Spike Island
- Location: Spike Island, Widnes, England
- Date: 27 May 1990

= Spike Island (concert) =

1990 concert by the Stone Roses

Spike Island was a concert by concert promoter Phil Jones and the Stone Roses held on 27 May 1990 in Widnes, Cheshire, England. It was never officially recorded, although bootleg audio recordings and clips have emerged online, and there were rumours that the full video of the concert existed. As of 2024, the full footage of the concert has been found and is due to be released as part of a documentary about the show. It was recorded by an employee "who had been given time off and access to a video camera". The organizers suggest that about 28,000 baggy people in bucket hats attended the concert, not including gatecrashers. The concert is considered a seminal moment for the Britpop movement that followed it. For example, Noel Gallagher of Oasis has described the concert as "the blueprint for my band."

==Location==
On choice of location the lead singer of The Stone Roses, Ian Brown, stated that “We wanted to do something outside the rock’n’roll norm and do it in a venue which had never been used for that sort of thing before." The concert promoter Phil Jones recalled in an interview that “It was Gareth [Evans, Stone Roses manager] who came up with the idea of Spike Island,” after various locations around the UK had been scouted.

The location, an artificial island in Widnes, Cheshire, once at the centre of the British chemical industry, had one only one access point necessitating the building of new bridges.

==Support acts==
The support act DJs included: Dave Booth, MC Tunes, Dave Haslam, Paul Oakenfold, Frankie Bones and Alfonso Buller, aka M.V.I.T.A.. M.V.I.T.A., also known as MVITA (Manchester Vibes In The Area) and sometimes spelled M-VITA, includes members such as Alfonso Buller (MC) and Himat Singh also known as 'Chester' , 'The Guru' or 'Yogi Hymz'. The support acts included a Zimbabwean drum orchestra, a ska/rock/reggae fusion band called Ruff Ruff & Ready and the reggae artist Gary Clail.
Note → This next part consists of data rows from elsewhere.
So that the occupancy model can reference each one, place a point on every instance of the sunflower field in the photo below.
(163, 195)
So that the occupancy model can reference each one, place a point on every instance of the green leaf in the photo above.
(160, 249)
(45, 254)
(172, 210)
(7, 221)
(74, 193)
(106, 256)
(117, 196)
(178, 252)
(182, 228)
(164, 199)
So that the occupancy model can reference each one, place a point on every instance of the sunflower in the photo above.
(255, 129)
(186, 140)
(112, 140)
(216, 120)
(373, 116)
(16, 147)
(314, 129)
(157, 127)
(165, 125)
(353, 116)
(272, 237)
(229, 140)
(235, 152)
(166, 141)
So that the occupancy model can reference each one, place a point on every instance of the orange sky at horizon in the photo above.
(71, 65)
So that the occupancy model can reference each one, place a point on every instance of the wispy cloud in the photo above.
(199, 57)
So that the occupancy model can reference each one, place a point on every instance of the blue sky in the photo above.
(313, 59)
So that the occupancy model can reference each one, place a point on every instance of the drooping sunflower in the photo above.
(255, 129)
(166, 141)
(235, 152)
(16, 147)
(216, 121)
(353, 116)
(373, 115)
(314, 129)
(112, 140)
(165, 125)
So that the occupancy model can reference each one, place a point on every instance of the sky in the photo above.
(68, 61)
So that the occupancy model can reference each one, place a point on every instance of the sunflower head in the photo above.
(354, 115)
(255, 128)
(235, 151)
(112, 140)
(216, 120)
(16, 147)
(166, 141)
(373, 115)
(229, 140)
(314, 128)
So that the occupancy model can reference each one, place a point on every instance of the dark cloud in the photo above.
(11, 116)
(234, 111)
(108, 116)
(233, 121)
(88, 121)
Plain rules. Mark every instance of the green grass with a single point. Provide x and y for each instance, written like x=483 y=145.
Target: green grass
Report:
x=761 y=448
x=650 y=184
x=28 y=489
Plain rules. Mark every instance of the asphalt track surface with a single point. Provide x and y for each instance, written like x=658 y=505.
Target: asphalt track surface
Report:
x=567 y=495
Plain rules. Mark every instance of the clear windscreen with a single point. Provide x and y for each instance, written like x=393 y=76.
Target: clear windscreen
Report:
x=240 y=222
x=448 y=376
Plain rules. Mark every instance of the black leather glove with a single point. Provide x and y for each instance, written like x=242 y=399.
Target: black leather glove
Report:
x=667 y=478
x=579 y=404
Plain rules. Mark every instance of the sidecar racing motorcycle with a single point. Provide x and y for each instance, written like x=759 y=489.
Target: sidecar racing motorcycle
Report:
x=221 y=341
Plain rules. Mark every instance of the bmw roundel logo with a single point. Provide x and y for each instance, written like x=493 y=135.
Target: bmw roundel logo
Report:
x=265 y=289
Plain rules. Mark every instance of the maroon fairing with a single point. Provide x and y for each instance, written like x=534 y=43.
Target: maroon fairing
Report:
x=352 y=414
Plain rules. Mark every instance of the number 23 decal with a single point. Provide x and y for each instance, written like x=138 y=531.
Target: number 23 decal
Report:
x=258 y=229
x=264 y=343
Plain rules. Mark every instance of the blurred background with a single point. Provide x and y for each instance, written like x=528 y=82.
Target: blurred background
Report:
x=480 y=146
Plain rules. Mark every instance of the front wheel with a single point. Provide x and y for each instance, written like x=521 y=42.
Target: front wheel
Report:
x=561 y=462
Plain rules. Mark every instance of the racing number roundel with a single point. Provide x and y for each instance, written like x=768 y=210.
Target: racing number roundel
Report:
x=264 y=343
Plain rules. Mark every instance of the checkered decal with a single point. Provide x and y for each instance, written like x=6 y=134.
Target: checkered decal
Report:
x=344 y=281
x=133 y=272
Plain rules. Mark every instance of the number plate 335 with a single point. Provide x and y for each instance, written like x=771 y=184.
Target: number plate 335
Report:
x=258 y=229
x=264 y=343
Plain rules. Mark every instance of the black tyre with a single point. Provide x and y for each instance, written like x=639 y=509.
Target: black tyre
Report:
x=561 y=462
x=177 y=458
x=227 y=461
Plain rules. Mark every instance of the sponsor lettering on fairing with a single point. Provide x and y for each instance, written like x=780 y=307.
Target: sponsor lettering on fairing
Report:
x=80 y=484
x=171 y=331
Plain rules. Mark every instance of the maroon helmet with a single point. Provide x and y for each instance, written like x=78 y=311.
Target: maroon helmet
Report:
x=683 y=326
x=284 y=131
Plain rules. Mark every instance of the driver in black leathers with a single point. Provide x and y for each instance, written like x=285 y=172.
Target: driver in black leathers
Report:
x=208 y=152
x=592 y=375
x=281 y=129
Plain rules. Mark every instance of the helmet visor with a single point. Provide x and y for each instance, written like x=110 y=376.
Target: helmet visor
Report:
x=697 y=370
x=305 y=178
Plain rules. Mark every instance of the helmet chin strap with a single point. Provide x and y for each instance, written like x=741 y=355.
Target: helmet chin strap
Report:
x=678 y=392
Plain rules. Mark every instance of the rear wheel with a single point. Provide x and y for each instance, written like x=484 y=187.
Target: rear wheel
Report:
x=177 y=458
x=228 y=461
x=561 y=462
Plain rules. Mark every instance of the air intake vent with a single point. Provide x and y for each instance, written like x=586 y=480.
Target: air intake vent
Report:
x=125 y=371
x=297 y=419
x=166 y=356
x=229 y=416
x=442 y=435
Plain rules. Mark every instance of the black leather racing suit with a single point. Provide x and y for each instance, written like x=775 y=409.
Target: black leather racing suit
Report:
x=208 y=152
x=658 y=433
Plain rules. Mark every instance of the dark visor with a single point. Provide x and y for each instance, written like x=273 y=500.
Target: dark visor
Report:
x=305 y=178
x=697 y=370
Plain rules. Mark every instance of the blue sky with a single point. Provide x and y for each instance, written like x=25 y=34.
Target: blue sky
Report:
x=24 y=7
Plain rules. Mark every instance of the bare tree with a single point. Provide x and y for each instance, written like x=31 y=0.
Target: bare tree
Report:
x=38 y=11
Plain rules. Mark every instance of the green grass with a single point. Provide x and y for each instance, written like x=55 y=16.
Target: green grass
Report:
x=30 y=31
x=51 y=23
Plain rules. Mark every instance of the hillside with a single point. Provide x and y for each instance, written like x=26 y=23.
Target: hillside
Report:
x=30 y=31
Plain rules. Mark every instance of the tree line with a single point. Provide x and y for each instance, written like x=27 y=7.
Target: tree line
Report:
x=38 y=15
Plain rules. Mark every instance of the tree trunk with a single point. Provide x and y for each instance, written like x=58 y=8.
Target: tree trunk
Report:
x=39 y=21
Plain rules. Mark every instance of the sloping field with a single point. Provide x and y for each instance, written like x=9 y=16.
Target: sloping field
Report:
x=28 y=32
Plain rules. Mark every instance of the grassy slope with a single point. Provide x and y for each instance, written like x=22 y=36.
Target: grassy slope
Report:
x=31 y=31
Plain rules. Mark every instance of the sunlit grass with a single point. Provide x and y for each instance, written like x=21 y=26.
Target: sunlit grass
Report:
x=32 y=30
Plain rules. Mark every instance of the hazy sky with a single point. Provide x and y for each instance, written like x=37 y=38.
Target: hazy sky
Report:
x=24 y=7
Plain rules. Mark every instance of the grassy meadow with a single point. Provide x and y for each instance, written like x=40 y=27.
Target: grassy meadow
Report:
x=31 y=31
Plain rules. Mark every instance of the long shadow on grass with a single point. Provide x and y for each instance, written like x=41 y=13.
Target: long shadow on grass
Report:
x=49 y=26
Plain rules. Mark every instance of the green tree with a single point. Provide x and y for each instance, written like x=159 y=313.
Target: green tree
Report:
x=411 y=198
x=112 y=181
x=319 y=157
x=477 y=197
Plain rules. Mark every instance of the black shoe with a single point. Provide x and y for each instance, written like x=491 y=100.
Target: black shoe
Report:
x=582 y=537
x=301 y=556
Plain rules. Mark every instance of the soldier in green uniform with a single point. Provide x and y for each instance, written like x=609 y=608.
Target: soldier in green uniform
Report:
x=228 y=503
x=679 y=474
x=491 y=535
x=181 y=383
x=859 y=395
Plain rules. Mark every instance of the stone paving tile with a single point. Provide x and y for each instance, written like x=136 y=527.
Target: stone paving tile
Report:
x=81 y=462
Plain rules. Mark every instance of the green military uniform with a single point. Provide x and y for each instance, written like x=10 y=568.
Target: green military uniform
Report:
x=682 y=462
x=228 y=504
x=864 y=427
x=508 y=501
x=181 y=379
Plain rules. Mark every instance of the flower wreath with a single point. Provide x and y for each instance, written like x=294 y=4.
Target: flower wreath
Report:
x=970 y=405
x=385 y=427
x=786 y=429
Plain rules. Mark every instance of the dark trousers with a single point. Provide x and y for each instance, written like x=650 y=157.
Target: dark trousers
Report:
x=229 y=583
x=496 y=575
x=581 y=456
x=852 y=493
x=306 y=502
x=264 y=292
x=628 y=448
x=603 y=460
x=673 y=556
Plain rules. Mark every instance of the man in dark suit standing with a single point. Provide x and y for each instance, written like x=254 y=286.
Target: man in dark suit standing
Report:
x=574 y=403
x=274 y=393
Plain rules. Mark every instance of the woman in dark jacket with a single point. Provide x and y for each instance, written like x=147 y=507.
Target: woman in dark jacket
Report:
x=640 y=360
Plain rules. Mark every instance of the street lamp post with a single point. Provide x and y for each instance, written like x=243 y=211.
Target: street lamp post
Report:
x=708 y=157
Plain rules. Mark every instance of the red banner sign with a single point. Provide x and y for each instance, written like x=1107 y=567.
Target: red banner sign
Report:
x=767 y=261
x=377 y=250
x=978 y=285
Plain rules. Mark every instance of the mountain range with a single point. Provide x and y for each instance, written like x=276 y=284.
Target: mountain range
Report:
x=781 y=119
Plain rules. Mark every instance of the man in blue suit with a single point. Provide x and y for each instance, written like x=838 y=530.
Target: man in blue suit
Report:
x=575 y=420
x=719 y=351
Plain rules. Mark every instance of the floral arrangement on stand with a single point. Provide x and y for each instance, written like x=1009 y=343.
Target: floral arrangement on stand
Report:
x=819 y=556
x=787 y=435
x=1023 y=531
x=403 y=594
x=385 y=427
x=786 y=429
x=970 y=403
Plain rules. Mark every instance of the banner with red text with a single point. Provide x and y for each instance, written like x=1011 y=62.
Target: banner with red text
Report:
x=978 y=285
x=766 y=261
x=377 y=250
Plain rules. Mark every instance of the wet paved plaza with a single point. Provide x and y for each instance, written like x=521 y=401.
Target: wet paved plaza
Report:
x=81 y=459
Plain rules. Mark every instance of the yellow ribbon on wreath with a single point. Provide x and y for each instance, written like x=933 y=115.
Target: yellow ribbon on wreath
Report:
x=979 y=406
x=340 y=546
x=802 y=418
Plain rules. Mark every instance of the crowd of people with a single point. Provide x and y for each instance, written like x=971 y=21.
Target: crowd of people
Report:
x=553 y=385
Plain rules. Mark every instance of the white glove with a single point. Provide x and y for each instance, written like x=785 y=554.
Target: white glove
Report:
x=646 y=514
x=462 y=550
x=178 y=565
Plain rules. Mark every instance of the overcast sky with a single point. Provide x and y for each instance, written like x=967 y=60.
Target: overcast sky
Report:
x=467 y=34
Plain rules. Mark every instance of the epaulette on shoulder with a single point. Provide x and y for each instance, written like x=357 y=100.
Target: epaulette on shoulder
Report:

DJ Stefano began his career as part of the MVITA Soundsystem.

==2012 comedy film==
A comedy film, called Spike Island, was released in 2012. It is set at the concert, set in May 1990, and follows a group of aspiring musicians on their journey from school to Spike Island.

==Documentary film==
Martin Cornell's three hours of video footage, including soundcheck on 26 May 1990, and preparations, may be used in a documentary film about the concert. In December 2008, Martin's brother David Cornell began uploading nine short clips from the video footage to YouTube. The doc is being developed by freelance journalist Matt Mead and director and producer Paul Crompton. In the 2013 Shane Meadows documentary, about The Stone Roses, a DVD extra include 10 minutes of this video footage.

==In popular culture==
In 2025, Pulp released a single called "Spike Island" which is lyrically inspired by the gig. The song's co-writer Jason Buckle of the band All Seeing I, attended the gig and recalled a DJ who between every song said, 'Spike Island come alive, Spike Island come alive'. The Spike Island concert also appears in a chapter of 'Gigging', the 2026 novel by Manchester-based author and DJ, Mick Beatle.